In a report released by Zillow, national home values rose just .2 percent in January from December. Inventory rose in 22 of the nation’s 35 largest metros, and helped slow down the rising value of homes.
Year-over-year, home values rose 6.3 percent in January, down from previous gains of 7.1 percent in August, 2013. Home values are expected to rise another 3.4 percent in the next 12 months.
The Zillow Home Value Index, which according to the report, “measures the median estimated home value for a given geographic area on a given day and includes the value of all single-family residences, condominiums and cooperatives,” notes that January’s figure of $169,600 is the smallest monthly increase since May, 2012.

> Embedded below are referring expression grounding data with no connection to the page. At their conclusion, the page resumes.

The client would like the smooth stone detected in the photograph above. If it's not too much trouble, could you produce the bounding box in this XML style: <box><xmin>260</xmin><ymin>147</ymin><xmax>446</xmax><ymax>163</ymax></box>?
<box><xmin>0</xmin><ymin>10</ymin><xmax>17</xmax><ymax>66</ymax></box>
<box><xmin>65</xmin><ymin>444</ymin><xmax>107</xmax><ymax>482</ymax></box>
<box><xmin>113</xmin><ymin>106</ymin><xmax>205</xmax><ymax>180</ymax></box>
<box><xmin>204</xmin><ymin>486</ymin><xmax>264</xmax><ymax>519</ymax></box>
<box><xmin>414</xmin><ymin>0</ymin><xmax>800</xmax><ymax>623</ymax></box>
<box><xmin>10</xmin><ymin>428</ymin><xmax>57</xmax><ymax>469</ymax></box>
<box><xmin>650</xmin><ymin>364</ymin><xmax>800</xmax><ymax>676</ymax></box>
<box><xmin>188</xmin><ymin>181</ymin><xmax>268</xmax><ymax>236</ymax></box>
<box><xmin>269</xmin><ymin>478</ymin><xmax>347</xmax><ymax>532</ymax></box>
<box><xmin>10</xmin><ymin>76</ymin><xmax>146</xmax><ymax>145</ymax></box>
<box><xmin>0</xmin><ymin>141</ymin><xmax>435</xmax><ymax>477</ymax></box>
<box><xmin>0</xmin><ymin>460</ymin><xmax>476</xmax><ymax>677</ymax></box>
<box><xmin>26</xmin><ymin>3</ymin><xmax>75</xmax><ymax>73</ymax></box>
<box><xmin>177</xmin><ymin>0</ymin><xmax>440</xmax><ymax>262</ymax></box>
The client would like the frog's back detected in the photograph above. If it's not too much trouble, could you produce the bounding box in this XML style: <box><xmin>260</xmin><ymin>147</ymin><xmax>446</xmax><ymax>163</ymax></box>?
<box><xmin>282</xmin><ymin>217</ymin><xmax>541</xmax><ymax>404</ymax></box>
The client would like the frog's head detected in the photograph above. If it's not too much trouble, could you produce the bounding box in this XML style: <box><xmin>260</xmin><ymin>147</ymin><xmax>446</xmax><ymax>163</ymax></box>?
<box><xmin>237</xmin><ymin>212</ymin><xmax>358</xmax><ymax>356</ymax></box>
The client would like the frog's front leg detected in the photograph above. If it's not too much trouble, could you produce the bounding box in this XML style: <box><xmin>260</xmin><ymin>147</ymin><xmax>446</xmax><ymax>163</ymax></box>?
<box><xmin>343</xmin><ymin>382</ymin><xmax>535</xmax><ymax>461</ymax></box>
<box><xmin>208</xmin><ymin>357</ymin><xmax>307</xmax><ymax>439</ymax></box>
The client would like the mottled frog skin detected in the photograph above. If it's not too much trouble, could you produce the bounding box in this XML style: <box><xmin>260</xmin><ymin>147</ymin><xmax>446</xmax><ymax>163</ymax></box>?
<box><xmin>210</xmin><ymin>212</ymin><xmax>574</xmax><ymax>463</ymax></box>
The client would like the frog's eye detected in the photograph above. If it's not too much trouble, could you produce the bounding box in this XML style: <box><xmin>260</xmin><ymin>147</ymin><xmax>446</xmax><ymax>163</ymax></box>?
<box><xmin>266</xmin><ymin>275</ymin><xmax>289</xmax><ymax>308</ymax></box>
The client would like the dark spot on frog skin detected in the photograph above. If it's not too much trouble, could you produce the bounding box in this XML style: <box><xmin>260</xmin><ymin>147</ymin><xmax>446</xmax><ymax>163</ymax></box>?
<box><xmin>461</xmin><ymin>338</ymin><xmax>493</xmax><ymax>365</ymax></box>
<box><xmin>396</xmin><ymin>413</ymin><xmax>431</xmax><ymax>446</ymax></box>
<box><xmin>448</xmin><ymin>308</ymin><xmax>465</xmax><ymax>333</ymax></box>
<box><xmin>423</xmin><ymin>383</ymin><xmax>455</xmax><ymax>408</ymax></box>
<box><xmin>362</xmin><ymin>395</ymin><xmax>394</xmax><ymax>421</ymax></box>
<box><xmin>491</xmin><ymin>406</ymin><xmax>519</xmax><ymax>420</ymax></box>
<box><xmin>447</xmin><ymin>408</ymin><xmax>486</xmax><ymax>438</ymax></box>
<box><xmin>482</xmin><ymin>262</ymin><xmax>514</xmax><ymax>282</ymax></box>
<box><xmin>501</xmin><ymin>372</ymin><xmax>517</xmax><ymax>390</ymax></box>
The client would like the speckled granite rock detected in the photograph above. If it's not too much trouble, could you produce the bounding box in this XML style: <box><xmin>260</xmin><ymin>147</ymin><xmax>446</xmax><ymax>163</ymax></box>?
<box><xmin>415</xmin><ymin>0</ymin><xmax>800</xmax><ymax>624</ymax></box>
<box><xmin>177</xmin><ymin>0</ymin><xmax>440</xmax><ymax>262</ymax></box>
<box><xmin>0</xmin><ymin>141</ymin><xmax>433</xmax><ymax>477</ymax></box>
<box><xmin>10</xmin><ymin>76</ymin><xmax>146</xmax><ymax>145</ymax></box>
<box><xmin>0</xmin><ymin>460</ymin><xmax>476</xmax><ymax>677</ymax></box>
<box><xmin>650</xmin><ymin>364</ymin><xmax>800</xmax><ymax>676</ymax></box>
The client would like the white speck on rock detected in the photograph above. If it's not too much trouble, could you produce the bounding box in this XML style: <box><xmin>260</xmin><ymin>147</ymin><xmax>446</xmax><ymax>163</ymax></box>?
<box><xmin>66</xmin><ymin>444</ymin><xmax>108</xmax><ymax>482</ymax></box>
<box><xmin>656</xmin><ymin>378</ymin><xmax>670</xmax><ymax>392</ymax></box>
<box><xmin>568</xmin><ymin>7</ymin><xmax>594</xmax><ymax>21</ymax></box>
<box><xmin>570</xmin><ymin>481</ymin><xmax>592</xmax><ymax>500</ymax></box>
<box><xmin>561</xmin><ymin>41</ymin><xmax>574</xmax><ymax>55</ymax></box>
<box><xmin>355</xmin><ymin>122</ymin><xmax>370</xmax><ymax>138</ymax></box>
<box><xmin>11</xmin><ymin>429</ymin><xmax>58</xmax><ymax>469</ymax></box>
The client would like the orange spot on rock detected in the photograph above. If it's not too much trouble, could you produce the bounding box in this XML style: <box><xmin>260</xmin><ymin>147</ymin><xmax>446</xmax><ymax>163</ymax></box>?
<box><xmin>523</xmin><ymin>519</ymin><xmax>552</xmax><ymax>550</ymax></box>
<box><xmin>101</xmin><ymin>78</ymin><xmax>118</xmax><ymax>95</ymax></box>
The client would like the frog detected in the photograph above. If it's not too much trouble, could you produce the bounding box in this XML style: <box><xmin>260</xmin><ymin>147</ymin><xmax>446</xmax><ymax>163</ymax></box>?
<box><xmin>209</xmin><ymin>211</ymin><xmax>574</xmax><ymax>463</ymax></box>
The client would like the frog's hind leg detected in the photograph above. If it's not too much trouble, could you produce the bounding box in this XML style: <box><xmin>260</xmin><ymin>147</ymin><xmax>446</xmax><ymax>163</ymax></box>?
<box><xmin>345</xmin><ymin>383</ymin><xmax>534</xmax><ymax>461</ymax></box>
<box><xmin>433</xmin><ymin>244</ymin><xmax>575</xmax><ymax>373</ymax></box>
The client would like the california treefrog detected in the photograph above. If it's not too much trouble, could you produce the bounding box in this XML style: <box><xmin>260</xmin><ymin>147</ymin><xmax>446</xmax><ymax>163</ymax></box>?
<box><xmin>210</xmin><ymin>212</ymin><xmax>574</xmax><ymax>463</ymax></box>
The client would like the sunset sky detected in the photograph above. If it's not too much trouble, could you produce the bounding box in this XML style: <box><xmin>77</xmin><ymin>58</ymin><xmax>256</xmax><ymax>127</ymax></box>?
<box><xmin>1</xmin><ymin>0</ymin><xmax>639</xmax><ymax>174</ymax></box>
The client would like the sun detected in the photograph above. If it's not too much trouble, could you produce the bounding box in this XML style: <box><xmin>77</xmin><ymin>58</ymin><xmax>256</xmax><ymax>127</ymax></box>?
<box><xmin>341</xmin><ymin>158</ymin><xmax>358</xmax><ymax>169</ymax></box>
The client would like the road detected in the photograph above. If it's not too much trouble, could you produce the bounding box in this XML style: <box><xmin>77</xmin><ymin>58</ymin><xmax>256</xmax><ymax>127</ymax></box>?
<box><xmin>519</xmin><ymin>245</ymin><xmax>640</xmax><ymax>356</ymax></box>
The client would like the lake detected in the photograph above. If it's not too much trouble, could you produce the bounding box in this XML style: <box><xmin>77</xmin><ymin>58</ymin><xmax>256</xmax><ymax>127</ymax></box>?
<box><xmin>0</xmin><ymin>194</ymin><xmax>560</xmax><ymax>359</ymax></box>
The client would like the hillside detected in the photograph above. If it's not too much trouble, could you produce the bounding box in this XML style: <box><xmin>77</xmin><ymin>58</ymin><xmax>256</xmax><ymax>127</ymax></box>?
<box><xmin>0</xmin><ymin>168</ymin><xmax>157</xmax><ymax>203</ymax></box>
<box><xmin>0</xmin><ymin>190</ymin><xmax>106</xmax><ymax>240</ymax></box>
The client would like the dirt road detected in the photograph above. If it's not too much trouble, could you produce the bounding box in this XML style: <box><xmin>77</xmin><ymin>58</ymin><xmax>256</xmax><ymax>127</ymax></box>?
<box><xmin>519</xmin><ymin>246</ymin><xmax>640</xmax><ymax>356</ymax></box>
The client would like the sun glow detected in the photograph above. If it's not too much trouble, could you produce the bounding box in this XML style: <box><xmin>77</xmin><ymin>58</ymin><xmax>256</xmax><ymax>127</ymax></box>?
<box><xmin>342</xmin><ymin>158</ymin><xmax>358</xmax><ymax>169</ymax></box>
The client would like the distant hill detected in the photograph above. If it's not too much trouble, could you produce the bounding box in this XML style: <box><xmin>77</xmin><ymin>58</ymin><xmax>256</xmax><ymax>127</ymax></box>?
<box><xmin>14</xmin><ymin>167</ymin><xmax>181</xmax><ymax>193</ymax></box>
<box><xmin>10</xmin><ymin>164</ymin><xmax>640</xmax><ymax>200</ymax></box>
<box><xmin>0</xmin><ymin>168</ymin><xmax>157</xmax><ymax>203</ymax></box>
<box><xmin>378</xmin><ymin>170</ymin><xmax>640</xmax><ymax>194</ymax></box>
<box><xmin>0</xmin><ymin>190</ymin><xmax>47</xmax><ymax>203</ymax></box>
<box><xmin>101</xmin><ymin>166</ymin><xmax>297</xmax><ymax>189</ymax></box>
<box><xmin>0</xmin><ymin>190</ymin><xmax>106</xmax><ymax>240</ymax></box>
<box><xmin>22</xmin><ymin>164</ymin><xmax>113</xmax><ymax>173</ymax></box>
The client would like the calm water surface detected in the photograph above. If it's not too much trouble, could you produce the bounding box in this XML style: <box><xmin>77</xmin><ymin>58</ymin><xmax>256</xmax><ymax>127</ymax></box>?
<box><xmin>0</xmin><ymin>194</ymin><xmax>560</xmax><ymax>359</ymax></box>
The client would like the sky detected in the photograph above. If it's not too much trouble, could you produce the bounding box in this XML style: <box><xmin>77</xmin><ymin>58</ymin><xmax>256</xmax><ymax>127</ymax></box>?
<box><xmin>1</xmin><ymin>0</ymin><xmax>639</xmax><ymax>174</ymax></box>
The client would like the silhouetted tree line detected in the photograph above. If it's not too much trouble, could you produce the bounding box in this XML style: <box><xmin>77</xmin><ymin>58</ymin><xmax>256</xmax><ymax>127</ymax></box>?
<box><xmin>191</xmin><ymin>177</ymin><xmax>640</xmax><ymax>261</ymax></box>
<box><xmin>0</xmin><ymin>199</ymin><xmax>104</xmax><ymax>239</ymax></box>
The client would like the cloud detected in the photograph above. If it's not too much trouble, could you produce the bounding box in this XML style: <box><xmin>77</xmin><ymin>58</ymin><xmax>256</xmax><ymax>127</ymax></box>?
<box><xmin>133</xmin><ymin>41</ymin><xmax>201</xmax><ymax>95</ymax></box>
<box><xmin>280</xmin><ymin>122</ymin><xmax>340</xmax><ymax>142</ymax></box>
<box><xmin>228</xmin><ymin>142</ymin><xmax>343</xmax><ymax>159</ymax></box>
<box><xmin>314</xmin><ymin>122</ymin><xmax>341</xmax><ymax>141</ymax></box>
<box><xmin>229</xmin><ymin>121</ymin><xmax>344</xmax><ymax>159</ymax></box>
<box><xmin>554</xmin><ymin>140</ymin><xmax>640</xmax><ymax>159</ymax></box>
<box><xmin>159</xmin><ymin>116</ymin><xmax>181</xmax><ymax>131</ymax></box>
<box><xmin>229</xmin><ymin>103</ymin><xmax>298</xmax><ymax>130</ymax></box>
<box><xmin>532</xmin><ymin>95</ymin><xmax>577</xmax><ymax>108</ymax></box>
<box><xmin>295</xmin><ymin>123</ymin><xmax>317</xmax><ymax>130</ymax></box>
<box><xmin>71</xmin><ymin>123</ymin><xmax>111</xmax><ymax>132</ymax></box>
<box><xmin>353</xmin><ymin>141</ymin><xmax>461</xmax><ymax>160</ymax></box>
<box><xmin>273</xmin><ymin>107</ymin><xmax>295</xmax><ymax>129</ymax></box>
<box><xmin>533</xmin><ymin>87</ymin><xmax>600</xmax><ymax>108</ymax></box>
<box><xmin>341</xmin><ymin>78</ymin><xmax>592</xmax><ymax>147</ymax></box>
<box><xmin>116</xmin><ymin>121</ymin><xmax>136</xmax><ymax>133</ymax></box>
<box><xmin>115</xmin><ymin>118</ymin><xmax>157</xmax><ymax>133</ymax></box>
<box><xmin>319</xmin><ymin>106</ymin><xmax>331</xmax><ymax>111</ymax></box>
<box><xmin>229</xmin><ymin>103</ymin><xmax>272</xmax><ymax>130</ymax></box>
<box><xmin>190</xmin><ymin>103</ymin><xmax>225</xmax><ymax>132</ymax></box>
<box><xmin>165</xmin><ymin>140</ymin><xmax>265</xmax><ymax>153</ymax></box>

Although inventory remains tight, the number of homes listed for sale on Zillow rose 11.1 percent annually in January.
States that were hit the hardest from the housing recession showed some of the largest increases in home inventory; cites like Las Vegas (up 42.8 percent), Phoenix (up 30.5 percent) and Sacramento (up 26 percent) all showed large gains.
Home appreciation slowed in January for these metros, as more available homes allowed buyers to stay away from bidding wars that drove up home prices.
Last year, a smaller inventory of homes contributed to a rise in home values, but increased inventory is having a moderating effect. Dr. Stan Humphries, Zillow chief economist, said that the increased supply is available because “more sellers are free to list their homes after being released from negative equity, builders continue to ramp up construction and many homeowners decide to list their homes and capitalize on recent gains.”
The outlook for January, 2014 to January, 2015, is expected to rise another 3.4 percent to $175,301, according to the Zillow Home Value Forecast.
Large metro areas expected to show the most appreciation over the next year include Riverside (13.3 percent), Orlando (10.3 percent), and Sacramento (9 percent).